I evacuated to Fukushima city, and then moved to Sendai at my daughter’s apartment. While in Fukushima, I wore a raincoat of a smooth surface and the masks to avoid the radioactive contamination. When accompanying my mother to the university hospital, I saw a notice, “Those who came from Minamisoma, please take a screening.” So, I went to take the examination with my family. High level of radiation was measured on my shoes and they were confiscated then and there. The shoes had been placed in the entrance of my daughter’s small apartment for a few days. Her child was one year old. My family said nothing. But, we had a moment of frozen atmosphere. Please imagine my complex feeling at that time. I felt so sorry that I took the radioactivity in, although it was not my fault.

After going through these experiences, we live normally in Minamisoma now. The radiation doses average 0.4 μSv/h (Note: In 2015, the radiation doses have decreased below 0.1 to 0.3 μSv/h in the Haramachi district.) When the doses are 0.1 to 0.2 μSv/h, we think that we can let children play outside. The whole body counter is equipped and the radiation doses of all the foodstuffs are measured. From the day when the residents were permitted to enter into the 20 km-radius, those who are from Odaka often go and see their houses from the temporary housing, and the town has become active.

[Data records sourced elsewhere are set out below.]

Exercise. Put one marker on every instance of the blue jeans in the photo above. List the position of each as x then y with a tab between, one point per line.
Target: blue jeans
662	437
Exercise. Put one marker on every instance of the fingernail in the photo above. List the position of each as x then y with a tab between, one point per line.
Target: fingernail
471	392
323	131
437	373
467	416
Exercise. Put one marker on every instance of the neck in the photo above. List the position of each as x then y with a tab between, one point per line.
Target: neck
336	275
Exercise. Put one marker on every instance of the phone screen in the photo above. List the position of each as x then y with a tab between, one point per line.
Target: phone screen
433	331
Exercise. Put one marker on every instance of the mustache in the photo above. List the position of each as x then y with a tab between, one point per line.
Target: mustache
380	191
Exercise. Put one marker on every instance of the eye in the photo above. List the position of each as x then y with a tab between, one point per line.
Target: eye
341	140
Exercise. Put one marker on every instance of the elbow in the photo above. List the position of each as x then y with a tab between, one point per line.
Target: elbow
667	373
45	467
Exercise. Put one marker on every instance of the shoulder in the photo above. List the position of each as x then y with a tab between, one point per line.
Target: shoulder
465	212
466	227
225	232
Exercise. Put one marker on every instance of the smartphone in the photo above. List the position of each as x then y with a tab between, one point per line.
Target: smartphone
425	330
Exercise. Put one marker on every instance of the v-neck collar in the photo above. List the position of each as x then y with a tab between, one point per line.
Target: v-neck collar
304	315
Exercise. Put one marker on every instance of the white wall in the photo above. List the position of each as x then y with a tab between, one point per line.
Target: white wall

Unconsciously, everyone senses that the radiation, invisible and of low doses, is in the air and influences the cells of a human body. Increasingly, there are people who become ill because they are mentally tired.
I myself realized, going through these experiences, that human beings are strong, and do not lose energy to live anywhere, while we become very weak and vulnerable if we are isolated and cut off from our bond. A man committed suicide when he returned home after entering the 20 km-radius was admitted. He grew pessimistic about life which he thought would never be the same as before. He had saddled with his problems and worries all alone and had no one to support him.

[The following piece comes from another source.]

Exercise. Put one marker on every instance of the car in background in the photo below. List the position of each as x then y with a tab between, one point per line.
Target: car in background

Moreover, I am concerned about the children. Listening to grown-ups talking, children take what they hear straight and suffer. We adults talk about radioactivity all day long, vent our anger on Tokyo Electric Power Company and have been complaining bitterly about that the Government has done nothing for us. The children listen to these squarely. They care about their parents more than they know, suffer and hate what troubles their parents purely and simply. We are truly apprehensive that we bring them up to hate their own country unawares. Moreover, there is some emptiness in this country now.
But young people think it good enough to live their own life properly day by day with dreams and hopes in their hearts. Perhaps unconsciously, thinking also that it all depends on their initiatives, they put their ideas into action. I think it important to support and encourage them without judging them by our conservative mindset.